CA news run down...
Regional
- Reflecting the increasing prominence of the theme of "them" and "us" and tit-for-tat arguments rather than actually discussing issues that has previously been noted by Nathan on Registan, the Tehran Times weighs in with an article entitled "Fighting for a Piece of the Pie in Central Asia".
- Similarly, the American Thinker appears to thinking in a slightly paranoid but oh-so-familiar Cold War way with its article entitled "An anti-American military confederacy may loom in Asia" calling for new thinking (please!) to stop the spectre of the SCO rising to challenge the US.
- Turkey's Zaman has a report on progress on a Turkey-Central railway, the Kars-Ahilkelek-Tiflis-Baku Railway Project, which is designed to connect Central Asia to Turkey and then on to Europe using a rail and sea combination to follow a route across the Caspian Sea.
- ReliefWeb has a report on a UNDP-funded project involving Uzbek, Tajik and Kyrgyz children designed to reduce conflict in the Ferghana Valley.
- AsiaNews has an optimistic report on the state of inter-religious relations in Central Asia, focusing on the position of the Catholic Church in Uzbekistan.
- The Zhogorku Kenesh has lifted Aidar Akaev's deputy's immunity, reports ISN. The son of the ex-president has yet to return to the republic, apparently because of fears for his safety, and he is even less likely to return now that he could face criminal charges carrying a jail term of up to 15 years. However, RIA Novosti reports that the Akaevs' laywer is planning to appeal the decision and Ferghana.ru notes that the Kyrgyz Parliament is to consider the case further.
- Development Gateway has a report on further cases on land seizures and squatting on the outskirts of Bishkek involving around 700 people on land opposite the US embassy.
- More promisingly is a report posted on Development Gateway that Bishkek is to get an additional 27 electricity substations to help ensure there is sufficient power for heating available this winter - due to coal shortages, it is anticipated that people will use electrical heating equipment instead.
- DG also has a report on plans to consider allowing dual citizenship in Kyrgyzstan in a draft of the new law "On Citizenship". It was noted that there is an increasing need to permit dual citizenship due to labout migration to Russia and also to ease the situation of the Russian minority.
- The question of the US's Ganci Airbase came up again last Wednesday, with President Kurmanbek Bakiev saying that the base can remain after the Afghan elections - originally taken as a cut-off point by the SCO - but that the Americans will have to pay more rent, according to a Reuters report.
- Rallies on varying sizes took place on Tuesday following Azimbek Beknazarov's sacking from the post of Procurator General, supposedly for authorising bail for a murder suspect contrary to regulations. A small group - around 70 - of Beknazarov's supporters rallied rallied outside the White House in Bishkek, and there were protests in his home region of Aksy as well. However, there were also rallies in support of the decision in Karasuu, reports Ferghana.ru, where Beknazarov was seen as defending the now-deceased deputy Bayaman Erkinbaev, thought to be responsible for the murder of Abdualim Zhunusov in a dispute over control of the town's main market.
- RFE/RL reports on Erkinbaev's assassination, which is thought to be connected to be connected to his business interests, which he himself has admitted have sometimes verged on the edge of what is legal (report in Russian only). Pravda also has a report on the killing, as does Gazeta.kg and Ferghana.ru.
- Turkmenistan.ru reports that the usually isolationist republic has been admitted to Interpol following a unanimous vote at the 74th meeting of Iterpol members in Berlin on September 21.

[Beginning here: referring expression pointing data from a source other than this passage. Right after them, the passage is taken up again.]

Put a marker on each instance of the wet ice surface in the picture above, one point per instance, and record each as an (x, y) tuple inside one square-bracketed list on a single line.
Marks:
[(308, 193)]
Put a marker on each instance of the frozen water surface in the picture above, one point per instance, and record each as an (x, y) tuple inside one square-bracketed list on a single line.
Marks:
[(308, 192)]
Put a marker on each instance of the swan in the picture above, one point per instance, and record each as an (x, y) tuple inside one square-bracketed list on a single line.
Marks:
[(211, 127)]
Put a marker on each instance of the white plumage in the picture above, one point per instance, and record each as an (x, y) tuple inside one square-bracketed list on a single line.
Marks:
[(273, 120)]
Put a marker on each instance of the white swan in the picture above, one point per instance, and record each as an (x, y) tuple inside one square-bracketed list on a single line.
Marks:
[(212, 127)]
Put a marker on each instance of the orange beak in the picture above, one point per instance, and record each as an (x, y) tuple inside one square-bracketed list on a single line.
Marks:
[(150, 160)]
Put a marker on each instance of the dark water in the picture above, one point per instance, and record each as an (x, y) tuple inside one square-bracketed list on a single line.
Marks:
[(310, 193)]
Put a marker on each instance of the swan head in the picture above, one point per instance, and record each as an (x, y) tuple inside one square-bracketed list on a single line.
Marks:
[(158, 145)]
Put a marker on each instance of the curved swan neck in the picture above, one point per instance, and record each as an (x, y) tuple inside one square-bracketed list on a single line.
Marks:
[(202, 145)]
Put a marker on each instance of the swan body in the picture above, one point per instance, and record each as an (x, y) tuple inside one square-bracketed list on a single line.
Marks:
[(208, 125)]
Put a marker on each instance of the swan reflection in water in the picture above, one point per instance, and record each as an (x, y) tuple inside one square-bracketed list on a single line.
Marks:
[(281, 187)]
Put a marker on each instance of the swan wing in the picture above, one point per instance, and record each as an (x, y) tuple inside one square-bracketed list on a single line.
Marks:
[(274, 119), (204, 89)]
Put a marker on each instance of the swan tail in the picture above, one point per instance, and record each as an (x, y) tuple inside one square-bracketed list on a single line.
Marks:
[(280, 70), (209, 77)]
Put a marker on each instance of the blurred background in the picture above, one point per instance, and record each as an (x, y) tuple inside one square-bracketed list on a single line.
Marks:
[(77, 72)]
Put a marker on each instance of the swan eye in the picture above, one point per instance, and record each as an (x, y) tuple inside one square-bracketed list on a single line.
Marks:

- More randomly, News Central Asia notes that Turkmenbashi, aka President Niyazov, has been elected an honorary member of the Bulgarian Falconry Association. Nice.
- The trial of people accused of starting the disturbances in Andijan earlier this year has begun in controversial fashion as could be expected, with many, including RFE/RL, viewing the proceedings as a Kangaroo Court of Soviet show trial proportions - the Moscow Time's report on the apparent confession of one of the defendants doesn't do much to diminish this impression either.
- Meanwhile Ferghana.ru has an interesting opinion piece arguing that the Uzbek authorities' main concern is to shut down all independent media outlets, reflecting a point of view expressed in an article in the Guardian earlier this week:
As far as official Tashkent is concerned, the role of foreign
media outlets in general boils down to proliferation of "maliciously false
information on the events, actions of the authorities and of the terrorists."
Tashkent is convinced furthermore that the informational war on Uzbekistan was
organized simultaneously with the terrorist attack.